In this new exhibition in Paris, the artist appropriated the gallery and designed in every detail, a spatial arrangement of his work. It covers the walls and floors to present you a selection of framed drawings. The exposure threshold is like a forest straight out of a children’s story, giving the illusion of entering a fantasy world. But these representations are all aligned based on true stories from the violence of our history. In addition to the historical references are also intertwined in his work the world of cartoons and constantly experienced cinema in various graphic registers: childish plot, clear line, hyper-realistic research or materialistic.
He works the drawing without tools, built from impressions of his fingers dipped in graphite powder. His choice of technique reflects his desire not to give in to the seduction exercised by the colour on the viewer in order to have a direct, physical confrontation with the material.
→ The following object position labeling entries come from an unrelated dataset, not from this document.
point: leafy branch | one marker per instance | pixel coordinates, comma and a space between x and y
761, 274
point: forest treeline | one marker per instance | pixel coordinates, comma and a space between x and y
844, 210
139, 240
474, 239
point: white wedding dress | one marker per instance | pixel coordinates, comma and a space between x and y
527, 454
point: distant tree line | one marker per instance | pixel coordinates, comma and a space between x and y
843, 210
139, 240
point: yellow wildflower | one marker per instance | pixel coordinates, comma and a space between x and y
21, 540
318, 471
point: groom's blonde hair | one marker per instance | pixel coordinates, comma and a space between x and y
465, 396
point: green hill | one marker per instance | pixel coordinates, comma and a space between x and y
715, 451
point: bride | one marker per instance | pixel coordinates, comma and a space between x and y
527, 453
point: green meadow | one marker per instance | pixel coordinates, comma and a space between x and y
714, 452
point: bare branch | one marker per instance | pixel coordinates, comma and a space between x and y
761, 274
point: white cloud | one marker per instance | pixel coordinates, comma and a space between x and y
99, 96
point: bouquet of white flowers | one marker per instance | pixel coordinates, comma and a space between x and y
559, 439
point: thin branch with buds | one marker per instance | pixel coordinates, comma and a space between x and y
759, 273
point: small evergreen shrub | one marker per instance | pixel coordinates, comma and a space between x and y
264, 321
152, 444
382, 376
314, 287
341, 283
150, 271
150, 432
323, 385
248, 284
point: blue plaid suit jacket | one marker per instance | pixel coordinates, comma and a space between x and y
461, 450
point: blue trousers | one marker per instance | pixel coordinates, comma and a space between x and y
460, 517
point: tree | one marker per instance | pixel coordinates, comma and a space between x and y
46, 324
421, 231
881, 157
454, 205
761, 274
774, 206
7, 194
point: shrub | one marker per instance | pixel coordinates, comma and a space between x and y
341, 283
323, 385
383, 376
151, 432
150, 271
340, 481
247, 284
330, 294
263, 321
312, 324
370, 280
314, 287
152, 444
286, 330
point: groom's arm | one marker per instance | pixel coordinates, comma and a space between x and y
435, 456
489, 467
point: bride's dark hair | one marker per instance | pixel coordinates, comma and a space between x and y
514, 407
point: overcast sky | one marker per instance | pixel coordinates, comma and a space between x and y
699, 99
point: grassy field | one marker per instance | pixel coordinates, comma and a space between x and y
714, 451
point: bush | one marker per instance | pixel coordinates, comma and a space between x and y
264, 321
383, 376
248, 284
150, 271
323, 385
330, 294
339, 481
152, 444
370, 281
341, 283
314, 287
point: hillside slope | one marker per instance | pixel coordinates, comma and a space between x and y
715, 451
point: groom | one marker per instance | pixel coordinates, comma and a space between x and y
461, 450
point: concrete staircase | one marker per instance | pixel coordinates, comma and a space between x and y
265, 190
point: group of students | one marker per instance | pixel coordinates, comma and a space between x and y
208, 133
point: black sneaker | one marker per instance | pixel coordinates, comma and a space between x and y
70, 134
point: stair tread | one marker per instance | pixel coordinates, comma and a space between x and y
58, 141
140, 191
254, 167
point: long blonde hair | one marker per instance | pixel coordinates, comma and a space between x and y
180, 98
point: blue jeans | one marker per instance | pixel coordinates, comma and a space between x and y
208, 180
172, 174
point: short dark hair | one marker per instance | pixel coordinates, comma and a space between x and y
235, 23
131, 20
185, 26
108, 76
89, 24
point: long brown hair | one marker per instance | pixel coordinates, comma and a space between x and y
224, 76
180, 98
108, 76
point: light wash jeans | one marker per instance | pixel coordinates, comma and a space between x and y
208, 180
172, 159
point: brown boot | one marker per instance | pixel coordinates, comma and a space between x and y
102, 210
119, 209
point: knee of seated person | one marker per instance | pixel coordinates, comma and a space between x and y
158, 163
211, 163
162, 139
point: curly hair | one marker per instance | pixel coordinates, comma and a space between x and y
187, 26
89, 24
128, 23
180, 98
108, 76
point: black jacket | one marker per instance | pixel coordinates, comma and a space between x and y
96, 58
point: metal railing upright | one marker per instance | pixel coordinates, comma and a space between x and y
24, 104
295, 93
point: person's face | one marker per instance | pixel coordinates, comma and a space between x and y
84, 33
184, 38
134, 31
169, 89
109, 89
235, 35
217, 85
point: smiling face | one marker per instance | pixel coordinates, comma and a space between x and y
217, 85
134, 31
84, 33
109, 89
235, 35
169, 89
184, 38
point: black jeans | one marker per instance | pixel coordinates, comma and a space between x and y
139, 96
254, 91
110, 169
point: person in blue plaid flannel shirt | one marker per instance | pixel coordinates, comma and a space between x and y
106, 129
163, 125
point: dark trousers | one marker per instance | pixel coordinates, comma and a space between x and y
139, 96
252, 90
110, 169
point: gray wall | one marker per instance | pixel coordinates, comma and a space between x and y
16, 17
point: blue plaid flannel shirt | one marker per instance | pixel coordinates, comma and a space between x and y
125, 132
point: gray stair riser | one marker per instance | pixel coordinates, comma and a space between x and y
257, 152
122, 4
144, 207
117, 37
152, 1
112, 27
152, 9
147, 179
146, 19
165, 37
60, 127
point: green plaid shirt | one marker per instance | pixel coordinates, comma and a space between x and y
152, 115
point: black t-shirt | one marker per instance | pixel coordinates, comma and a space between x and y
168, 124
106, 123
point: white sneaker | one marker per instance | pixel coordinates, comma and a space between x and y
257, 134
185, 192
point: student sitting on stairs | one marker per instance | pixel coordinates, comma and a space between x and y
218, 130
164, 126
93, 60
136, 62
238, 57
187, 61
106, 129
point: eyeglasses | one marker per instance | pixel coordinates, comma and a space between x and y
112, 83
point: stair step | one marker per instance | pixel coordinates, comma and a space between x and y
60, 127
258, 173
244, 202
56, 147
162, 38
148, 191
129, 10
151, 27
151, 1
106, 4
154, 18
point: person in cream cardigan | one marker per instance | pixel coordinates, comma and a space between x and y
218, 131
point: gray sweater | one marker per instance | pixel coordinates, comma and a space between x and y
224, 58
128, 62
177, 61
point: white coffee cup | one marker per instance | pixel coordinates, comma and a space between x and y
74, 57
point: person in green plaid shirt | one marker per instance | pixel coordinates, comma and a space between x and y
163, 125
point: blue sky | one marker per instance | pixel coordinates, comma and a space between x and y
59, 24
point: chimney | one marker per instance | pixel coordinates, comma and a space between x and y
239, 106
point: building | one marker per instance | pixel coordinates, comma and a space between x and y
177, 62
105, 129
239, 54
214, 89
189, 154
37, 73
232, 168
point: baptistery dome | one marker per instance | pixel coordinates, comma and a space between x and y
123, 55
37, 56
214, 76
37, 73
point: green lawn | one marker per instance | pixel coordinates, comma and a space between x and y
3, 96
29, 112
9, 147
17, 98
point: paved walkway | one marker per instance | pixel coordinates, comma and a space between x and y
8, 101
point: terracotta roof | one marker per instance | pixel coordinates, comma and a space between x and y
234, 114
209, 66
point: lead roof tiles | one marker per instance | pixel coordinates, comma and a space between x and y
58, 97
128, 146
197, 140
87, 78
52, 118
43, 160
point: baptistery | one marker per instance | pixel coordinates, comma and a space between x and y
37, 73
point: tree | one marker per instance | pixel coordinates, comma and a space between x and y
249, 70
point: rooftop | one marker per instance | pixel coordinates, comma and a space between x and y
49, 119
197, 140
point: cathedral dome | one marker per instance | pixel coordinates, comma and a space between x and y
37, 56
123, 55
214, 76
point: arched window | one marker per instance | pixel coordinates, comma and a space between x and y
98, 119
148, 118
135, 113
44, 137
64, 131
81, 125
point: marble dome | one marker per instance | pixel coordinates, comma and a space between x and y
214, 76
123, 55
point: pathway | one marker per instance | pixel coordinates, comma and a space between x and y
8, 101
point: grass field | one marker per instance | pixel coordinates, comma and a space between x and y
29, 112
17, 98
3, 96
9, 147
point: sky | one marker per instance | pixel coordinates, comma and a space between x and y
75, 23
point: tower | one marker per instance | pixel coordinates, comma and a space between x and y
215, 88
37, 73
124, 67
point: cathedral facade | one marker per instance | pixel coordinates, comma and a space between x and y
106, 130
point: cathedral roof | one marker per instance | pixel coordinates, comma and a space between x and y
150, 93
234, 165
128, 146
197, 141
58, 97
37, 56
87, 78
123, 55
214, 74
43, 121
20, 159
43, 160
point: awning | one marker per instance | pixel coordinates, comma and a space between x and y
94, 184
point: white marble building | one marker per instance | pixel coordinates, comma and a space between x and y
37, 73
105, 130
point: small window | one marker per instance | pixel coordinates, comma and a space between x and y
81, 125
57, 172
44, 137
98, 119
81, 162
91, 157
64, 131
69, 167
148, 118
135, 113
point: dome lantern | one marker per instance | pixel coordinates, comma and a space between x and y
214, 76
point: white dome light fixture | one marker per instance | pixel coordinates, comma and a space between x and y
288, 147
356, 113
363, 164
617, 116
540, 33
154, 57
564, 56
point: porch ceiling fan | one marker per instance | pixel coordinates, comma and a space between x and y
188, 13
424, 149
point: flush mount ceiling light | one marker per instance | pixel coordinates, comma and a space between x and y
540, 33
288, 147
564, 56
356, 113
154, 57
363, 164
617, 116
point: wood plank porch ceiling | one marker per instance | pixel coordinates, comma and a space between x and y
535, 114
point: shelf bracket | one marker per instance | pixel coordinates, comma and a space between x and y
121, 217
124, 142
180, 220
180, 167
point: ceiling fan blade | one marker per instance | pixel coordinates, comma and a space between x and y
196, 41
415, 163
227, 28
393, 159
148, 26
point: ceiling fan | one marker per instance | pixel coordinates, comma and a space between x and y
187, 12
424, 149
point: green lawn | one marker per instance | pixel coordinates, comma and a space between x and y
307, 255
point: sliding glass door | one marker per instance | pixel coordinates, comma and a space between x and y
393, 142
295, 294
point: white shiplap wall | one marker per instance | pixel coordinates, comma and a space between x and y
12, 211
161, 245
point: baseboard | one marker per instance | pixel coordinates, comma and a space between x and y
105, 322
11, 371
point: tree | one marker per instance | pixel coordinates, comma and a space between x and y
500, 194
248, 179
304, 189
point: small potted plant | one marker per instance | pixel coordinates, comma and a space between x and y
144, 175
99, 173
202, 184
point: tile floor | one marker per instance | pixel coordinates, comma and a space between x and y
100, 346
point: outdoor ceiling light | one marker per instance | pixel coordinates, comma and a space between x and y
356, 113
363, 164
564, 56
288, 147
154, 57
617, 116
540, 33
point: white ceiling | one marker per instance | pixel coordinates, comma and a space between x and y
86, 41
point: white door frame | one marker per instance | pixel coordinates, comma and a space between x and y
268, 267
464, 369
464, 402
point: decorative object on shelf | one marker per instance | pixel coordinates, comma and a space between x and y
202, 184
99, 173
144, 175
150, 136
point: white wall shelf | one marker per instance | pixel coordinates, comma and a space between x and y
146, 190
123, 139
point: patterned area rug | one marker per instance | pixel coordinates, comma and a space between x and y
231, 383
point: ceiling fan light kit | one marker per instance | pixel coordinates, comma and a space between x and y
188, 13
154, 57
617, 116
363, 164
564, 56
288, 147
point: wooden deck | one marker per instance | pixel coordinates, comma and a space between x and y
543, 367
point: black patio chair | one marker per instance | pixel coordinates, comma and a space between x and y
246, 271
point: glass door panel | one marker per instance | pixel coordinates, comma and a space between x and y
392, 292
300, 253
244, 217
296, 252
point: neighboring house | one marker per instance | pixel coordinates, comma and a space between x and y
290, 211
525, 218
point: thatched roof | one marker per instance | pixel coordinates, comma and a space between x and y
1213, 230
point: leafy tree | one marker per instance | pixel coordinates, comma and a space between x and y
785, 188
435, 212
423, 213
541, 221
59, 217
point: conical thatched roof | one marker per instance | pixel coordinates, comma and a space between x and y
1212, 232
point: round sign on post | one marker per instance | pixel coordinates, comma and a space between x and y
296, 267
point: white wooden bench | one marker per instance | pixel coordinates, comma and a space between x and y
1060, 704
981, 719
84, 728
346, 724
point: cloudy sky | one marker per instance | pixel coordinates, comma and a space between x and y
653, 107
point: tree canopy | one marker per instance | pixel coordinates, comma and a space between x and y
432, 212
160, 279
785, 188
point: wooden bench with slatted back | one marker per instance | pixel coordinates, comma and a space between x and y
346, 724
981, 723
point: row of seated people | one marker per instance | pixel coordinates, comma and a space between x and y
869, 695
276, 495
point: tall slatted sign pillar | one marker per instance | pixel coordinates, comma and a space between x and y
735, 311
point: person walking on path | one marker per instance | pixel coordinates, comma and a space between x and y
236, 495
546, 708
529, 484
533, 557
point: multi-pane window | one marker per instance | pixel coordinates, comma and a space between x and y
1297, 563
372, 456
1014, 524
The combination of scenes of violence and child representation reveals to you a vision of childhood distant from innocence. Its “ideological mess” shows the perversity of children, violent, sadistic, without compassion or morality. They are not the victims but perpetrators.
After switching to black, Jerome Zonder is interested in the matter. It showcases beautiful cell designs in which his meticulous work rotring oscillates between the infinitely large the infinitely small. The eye is drawn and plunges into the heart of matter.
The artist is based on real events not for their historical value but to denounce the violence that characterizes our species. The treatment of the subject, the technique used and the space in which he presents his works accentuate the discomfort. You are then consciously facing an uncomfortable situation at the border of voyeurism that forces you to ask you about your own relationship to violence.